The brick fire pits, huge in-ground pits, and giant community-sized grills customarily “manned” for traditional western and southern barbecues were not compatible with suburban back yards. Backyard barbecuers favored smaller, more portable tools like the new covered patio grills and Japanese hibachis. By the 1980s and ’90s, they were buying more elaborate grills and smokers, as well as specialized tools, serving paraphernalia, decorative items, and furniture for the outdoors, and American and Canadian manufacturers. By the late 1950s, American manufacturers and retailers were promoting the then-and-now huge market of goods to go along with grilled meals on the patio.
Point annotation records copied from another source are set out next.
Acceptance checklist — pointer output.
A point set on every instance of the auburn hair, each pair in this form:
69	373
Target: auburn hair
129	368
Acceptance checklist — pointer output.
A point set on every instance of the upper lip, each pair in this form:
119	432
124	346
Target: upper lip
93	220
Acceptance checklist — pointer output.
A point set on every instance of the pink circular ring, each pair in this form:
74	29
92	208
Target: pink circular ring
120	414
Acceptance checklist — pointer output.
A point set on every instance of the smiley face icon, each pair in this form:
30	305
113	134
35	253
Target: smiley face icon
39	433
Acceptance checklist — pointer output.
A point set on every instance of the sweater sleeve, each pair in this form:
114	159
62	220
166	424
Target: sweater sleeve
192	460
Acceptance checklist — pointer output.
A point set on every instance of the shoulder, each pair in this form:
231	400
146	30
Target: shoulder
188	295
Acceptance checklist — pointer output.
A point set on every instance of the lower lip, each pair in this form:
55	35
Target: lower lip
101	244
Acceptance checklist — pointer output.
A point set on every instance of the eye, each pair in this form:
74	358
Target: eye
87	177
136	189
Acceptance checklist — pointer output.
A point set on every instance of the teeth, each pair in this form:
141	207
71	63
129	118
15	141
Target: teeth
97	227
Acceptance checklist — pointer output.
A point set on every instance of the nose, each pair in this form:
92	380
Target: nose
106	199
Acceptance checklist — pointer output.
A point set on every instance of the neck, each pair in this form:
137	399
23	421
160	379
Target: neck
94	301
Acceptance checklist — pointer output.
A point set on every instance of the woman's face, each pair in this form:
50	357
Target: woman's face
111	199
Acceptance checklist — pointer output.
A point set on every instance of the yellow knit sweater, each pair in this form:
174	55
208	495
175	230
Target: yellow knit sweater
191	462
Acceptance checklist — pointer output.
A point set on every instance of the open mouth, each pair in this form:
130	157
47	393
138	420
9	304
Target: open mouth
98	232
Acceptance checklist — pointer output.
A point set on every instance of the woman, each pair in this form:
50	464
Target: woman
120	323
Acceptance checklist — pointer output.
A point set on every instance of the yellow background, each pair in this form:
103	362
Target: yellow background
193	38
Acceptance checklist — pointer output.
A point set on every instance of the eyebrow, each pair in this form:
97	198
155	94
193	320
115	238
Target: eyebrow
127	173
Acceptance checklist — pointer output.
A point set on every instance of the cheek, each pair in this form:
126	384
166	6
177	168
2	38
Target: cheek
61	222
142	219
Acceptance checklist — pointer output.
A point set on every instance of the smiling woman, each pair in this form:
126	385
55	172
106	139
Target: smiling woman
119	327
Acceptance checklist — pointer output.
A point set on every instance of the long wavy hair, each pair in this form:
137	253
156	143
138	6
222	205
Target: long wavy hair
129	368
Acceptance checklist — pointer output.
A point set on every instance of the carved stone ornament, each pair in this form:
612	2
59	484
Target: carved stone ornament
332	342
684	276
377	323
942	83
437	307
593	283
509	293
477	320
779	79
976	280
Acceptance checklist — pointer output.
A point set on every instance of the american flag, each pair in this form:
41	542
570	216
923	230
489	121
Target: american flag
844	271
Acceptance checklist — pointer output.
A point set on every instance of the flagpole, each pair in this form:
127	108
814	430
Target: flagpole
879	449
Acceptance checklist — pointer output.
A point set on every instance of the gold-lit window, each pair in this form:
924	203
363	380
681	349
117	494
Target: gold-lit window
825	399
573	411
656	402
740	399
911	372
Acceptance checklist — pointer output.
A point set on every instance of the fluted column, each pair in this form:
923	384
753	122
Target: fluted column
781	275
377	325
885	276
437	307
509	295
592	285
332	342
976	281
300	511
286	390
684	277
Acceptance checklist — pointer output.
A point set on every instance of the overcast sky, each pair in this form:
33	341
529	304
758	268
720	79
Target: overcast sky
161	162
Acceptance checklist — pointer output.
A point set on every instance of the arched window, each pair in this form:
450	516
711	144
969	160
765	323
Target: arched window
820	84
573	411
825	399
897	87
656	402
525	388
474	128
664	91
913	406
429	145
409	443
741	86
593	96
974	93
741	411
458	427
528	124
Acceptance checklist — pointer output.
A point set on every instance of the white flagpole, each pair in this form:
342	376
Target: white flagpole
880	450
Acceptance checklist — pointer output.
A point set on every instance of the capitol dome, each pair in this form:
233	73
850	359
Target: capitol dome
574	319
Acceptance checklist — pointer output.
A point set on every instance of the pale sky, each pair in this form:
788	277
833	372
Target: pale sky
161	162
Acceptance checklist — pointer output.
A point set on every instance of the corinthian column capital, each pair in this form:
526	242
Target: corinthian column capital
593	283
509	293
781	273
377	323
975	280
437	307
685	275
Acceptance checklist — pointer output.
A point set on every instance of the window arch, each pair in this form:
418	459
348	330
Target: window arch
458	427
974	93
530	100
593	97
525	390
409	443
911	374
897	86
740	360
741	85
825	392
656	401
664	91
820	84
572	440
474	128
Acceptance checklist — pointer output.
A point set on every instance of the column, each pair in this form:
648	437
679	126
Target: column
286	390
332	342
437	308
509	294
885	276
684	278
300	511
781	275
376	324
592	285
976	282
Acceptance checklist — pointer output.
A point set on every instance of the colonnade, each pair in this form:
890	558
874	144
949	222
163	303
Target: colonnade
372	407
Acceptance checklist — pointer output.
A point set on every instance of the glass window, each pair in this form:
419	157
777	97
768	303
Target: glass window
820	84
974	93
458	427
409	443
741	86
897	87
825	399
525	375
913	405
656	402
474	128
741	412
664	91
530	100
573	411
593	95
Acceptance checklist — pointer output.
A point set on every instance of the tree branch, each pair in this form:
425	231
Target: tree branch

George Stephen, whose primary job was in a metalworks, developed the first Weber kettle grill out of a nautical buoy in 1951. The charcoal-fueled grill, which enabled users to control smoke and heat, became the iconic tool of suburban grill masters. The Weber-Stephen company, founded in 1958, developed an empire built on the many models of the original grill, but a variation on the original kettle was the mainstay and center of the company
Through the end of the century, consumers had their choice of many types of grills: gas, electric, and wood-fired, stable and portable. But for some enthusiasts, nothing beats the look—or the flavor—of the classic charcoal kettle grill. Some barbecue/grilling fans collect grills of all sorts, vintage and otherwise, but some specialize in a particular brand, even in variations on one model. Such an enthusiast acquired this Weber “redhead,” c. 1969-71, in 2011. He is one of many who collect Webers of every model, size, and color and share their cooking tips and recipes in newsletters and online. They share information about the different models and features of Webers to be found in the secondary market.
“America Bit by the Barbecue Bug,” Look Magazine, July 12, 1955.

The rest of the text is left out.